An Optimization of the Huffman Compression Algorithm for Highly Skewed Alphabet Distributions

Primary LanguageC++MIT LicenseMIT

Huffskew

An Optimization of the Huffman Compression Algorithm for Highly Skewed Alphabet Distributions

Description

Huffskew is a variant of the Huffman compression algorithm that optimizes the algorithm for alphabet symbols with singular occurrences. Huffman compression relies on symbol frequency analysis to determine a mapping for variable-length coding. Due to the natural tendency toward uniformity for an increasing sample size, Huffman compression is generally used only for small to medium compression tasks, or otherwise done in smaller "chunks" for larger data, thus yielding a greater skew in the distribution to maximize use of its frequency-based variable-length coding. Nevertheless, even for highly skewed distributions, the "tail" end of the data remains unoptimized, and for certain symbols in the tail (specifically, those with singular/almost singular occurrences) the Huffman compression algorithm takes more space than the original symbol itself.
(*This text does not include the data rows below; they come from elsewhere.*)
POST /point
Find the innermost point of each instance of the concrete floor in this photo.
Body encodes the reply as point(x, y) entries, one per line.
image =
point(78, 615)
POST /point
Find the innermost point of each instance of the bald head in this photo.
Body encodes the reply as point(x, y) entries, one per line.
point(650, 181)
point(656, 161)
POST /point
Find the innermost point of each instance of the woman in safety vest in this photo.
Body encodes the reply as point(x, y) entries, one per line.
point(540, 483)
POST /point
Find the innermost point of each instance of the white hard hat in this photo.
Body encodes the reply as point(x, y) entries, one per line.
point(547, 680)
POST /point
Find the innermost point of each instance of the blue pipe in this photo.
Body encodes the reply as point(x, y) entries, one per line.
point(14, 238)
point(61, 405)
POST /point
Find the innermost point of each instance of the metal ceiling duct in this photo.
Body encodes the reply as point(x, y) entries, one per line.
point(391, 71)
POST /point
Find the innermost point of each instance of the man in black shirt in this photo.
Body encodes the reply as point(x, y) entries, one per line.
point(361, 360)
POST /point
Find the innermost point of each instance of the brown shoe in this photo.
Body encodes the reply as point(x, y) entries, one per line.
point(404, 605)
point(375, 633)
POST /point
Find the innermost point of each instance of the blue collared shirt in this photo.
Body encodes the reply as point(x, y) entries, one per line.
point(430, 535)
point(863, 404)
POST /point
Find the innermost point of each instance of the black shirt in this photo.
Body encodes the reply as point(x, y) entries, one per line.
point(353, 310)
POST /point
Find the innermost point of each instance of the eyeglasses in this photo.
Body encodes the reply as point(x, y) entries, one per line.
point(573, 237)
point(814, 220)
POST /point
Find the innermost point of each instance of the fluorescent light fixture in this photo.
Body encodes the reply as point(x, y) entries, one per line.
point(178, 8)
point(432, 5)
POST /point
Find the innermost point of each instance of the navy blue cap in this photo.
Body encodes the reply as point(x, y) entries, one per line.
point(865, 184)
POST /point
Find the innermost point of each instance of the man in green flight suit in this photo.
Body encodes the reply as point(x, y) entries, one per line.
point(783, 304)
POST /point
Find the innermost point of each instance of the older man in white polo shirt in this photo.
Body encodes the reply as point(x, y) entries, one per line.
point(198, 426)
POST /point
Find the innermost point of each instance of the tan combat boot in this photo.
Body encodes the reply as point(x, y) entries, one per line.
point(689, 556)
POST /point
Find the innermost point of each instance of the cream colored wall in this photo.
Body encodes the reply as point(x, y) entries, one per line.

Therefore, this optimization minimizes the unnecessary storage space for symbols with singular occurrences using an ordered replacement method.

Installation

Build Huffskew with Make:

make clean
make

Install/Uninstall:

sudo make install
sudo make uninstall

Usage

huffskew [action] [filename] -o [filename]

Option          Description
-h              Show this help screen
-c [filename]   Compress action
-u [filename]   Uncompress action
-o [filename]   Output filename

Developers

Ashish D'Souza - @computer-geek64

Versioning

This project uses the Git Version Control System (VCS).

License

This project is licensed under the MIT License.